Right now I have 3 comfortable bras and 2 of those are sports bras. Out of the two sports bras only one is actually somewhat wearable outside of the house. Double bleh.
Do I go and buy cheap comfy bras like every two weeks? Will I ever stop talking about my tits? Oh my god.
My in-laws have been told. Except they didn’t have the reaction I was hoping for. There was no crying or screaming with joy. Instead my Mother in Law asked where the photo was, she couldn’t understand why there wasn’t an ultrasound photo. Then she said that they figured it was something like that and that at Christmas she thought something. She obviously forgot that on Boxing Day I had to go to Walmart to buy pads and tampons and was bed ridden with a sore back and cramps. They said the same thing when we eloped, that they had a feeling that we were going to in Montreal. She asked when we were going to find out if it was a boy or girl and I told her we weren’t going to she said “Oh well you’ll probably change your mind.” oh. ok. Thing is I adore my In Laws. A-D-O-R-E them! So it’s kind of odd when they do things that make me think “Reeeeealllly?”
Maybe it’s because I’m not their daughter.

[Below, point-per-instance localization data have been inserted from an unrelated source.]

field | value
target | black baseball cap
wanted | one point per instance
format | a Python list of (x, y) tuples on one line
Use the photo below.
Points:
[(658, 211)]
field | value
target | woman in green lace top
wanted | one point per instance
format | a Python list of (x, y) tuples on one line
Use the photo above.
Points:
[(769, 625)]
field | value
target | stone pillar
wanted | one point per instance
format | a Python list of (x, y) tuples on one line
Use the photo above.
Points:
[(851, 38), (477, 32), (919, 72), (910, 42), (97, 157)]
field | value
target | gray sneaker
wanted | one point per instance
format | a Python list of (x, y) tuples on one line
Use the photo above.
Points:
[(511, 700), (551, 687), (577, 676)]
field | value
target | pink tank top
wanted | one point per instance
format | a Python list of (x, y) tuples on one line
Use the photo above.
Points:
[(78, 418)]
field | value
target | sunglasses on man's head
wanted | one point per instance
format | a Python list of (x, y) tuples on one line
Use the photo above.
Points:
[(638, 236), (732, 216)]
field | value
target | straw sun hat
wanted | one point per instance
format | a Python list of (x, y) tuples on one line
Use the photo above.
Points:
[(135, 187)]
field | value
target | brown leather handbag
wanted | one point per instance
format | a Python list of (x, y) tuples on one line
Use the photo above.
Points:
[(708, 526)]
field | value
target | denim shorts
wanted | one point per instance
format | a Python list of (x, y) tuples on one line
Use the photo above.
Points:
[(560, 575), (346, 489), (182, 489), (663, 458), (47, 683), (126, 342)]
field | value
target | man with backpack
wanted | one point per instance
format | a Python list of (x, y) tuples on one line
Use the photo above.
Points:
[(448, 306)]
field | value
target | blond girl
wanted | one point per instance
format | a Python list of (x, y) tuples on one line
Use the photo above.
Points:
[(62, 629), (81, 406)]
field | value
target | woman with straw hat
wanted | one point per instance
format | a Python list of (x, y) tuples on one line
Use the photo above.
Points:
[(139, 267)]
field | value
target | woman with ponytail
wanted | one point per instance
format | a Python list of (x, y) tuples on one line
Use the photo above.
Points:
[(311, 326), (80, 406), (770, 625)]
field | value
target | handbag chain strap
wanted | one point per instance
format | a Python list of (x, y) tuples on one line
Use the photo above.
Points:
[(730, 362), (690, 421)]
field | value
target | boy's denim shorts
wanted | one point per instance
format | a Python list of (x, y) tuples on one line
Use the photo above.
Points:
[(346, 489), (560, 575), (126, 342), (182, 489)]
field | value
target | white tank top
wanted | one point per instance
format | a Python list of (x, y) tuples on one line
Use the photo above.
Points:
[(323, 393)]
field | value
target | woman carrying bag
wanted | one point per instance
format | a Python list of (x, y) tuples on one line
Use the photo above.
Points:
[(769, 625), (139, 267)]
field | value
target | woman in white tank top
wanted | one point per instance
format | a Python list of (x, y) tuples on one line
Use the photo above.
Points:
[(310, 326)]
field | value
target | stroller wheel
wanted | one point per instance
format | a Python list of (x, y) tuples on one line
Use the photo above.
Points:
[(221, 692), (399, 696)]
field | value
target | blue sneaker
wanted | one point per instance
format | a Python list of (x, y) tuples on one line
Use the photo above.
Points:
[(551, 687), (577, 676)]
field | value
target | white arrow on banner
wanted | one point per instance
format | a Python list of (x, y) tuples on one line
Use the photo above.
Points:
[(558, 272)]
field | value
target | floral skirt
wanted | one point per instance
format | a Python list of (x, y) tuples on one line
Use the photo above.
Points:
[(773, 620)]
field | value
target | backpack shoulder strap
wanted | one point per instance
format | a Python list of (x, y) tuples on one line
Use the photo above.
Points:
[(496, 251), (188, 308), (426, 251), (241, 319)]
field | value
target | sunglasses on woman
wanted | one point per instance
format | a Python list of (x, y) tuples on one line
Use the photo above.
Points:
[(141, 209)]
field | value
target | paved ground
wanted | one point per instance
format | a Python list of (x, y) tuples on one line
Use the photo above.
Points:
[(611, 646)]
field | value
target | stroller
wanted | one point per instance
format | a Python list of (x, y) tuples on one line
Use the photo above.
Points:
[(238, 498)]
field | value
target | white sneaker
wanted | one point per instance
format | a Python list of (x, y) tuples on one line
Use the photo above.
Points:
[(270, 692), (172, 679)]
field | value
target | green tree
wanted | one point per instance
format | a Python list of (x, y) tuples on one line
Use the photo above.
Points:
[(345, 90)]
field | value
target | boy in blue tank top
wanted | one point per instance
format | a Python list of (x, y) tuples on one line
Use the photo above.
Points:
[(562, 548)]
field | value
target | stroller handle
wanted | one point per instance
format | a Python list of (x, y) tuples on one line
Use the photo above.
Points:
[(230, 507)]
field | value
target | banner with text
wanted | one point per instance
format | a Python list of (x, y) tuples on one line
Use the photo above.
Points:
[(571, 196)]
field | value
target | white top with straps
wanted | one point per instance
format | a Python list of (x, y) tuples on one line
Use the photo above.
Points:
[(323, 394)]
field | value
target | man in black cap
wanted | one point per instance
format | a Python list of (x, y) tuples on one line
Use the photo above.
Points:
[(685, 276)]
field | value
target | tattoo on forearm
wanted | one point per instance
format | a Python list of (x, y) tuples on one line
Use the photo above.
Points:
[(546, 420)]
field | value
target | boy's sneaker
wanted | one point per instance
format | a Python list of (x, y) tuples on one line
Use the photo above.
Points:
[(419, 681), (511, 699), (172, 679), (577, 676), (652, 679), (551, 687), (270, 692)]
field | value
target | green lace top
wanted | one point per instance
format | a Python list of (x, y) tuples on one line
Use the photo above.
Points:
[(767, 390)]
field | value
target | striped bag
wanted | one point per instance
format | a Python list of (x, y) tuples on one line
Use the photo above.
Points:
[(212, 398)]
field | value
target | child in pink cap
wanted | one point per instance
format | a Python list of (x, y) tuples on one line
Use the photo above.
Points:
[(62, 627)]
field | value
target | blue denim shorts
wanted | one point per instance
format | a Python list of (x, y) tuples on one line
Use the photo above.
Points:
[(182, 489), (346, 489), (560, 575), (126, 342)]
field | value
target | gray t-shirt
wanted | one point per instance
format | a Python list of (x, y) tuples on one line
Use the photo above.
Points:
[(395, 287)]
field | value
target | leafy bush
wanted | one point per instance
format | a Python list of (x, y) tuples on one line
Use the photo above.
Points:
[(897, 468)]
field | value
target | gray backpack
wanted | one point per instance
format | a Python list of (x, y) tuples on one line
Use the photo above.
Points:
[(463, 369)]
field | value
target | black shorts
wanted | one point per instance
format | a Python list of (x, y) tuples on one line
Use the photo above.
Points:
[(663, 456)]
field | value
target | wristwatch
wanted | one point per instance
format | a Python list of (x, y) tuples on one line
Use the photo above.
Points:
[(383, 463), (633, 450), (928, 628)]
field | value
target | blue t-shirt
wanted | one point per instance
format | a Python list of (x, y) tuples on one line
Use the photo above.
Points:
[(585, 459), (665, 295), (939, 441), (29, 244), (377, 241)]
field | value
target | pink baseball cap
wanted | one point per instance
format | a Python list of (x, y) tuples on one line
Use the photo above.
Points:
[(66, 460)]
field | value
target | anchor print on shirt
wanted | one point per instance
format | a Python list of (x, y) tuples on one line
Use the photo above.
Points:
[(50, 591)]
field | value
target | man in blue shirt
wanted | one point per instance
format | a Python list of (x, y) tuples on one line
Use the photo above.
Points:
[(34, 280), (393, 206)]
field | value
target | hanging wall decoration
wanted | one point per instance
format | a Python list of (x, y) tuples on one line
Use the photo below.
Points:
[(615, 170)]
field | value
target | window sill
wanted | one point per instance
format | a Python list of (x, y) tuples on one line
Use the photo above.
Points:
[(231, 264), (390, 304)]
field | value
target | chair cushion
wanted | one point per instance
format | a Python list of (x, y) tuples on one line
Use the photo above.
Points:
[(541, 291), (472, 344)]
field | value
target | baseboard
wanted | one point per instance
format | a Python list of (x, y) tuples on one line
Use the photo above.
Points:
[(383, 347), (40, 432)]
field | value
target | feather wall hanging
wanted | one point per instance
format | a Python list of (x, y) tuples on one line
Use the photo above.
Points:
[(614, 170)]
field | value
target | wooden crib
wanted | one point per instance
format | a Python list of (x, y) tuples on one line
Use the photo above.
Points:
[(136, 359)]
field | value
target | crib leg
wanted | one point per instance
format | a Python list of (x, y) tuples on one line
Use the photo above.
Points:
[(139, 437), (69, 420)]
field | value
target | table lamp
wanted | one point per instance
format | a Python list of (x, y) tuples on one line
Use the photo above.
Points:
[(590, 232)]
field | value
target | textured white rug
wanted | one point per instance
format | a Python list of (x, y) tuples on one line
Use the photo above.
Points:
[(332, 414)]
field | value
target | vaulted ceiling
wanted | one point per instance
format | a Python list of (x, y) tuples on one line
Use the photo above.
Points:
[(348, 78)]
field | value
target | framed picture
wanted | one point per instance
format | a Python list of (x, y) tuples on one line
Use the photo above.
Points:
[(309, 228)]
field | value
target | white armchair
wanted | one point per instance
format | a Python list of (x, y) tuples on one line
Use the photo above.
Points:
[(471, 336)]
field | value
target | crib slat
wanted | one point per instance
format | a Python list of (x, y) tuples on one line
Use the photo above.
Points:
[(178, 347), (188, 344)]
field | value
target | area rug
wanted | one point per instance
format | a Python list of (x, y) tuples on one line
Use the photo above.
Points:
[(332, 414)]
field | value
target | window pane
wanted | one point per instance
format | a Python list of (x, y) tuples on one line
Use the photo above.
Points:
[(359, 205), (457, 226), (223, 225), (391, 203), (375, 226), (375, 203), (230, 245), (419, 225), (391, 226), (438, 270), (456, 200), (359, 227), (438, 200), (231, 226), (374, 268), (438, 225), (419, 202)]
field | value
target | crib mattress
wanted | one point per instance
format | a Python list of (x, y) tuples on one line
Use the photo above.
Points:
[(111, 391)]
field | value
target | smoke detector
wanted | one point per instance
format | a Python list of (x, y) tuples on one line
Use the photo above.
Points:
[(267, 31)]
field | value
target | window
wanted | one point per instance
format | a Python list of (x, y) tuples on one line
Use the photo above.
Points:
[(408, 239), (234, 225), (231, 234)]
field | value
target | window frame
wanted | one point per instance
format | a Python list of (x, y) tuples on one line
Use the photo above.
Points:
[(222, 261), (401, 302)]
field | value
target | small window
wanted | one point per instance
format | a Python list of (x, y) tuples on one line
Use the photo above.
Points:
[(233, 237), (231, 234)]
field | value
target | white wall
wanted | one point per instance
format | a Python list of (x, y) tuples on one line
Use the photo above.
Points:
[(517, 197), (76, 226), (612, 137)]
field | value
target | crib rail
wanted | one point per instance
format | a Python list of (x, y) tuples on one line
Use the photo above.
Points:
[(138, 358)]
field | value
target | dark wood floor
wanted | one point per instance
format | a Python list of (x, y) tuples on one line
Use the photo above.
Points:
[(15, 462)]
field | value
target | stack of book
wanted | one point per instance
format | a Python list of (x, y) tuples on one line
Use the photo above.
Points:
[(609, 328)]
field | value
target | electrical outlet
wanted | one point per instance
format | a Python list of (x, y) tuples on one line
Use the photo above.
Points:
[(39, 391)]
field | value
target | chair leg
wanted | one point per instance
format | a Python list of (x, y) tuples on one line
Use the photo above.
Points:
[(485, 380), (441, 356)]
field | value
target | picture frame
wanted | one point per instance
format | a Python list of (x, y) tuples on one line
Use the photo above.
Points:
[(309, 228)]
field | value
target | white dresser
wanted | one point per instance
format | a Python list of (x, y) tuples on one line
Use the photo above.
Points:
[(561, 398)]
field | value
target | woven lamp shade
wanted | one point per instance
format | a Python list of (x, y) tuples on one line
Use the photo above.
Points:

My parents will find out on the 21st. My sister thinks they will cry and freak out. But in a good way. Not like when they found out she was pregnant and my mom burst into tears and told my sister she was so disappointed in her. Yeah nice. My sister thinks that because were married and I’m the first born and we were trying that my parents will cry and freak out with joy. We shall see.
Oh fuck this is turning into a pregnancy blog. (Sorry Lynn!)
1 response so far ↓
1 Lynn @ human, being // Feb 15, 2010 at 4:04 pm
Yeah, I knew I was pregnant before the test because my boobs? Fucking hurt! I had to stop wearing underwire bras and put bandaids over my nipples or I’d be crying in pain after about 20 minutes from mere walking.
And guess what? You’ll be talking about your tits until you’re done breastfeeding. And probably afterward. Oh, and poop. Lots of talk about poop–yours and the baby’s.
You get used to it.
Good luck telling your parents. Hopefully they will not be assholes to you. Hopefully, they will hug you and kiss you and touch your stomach.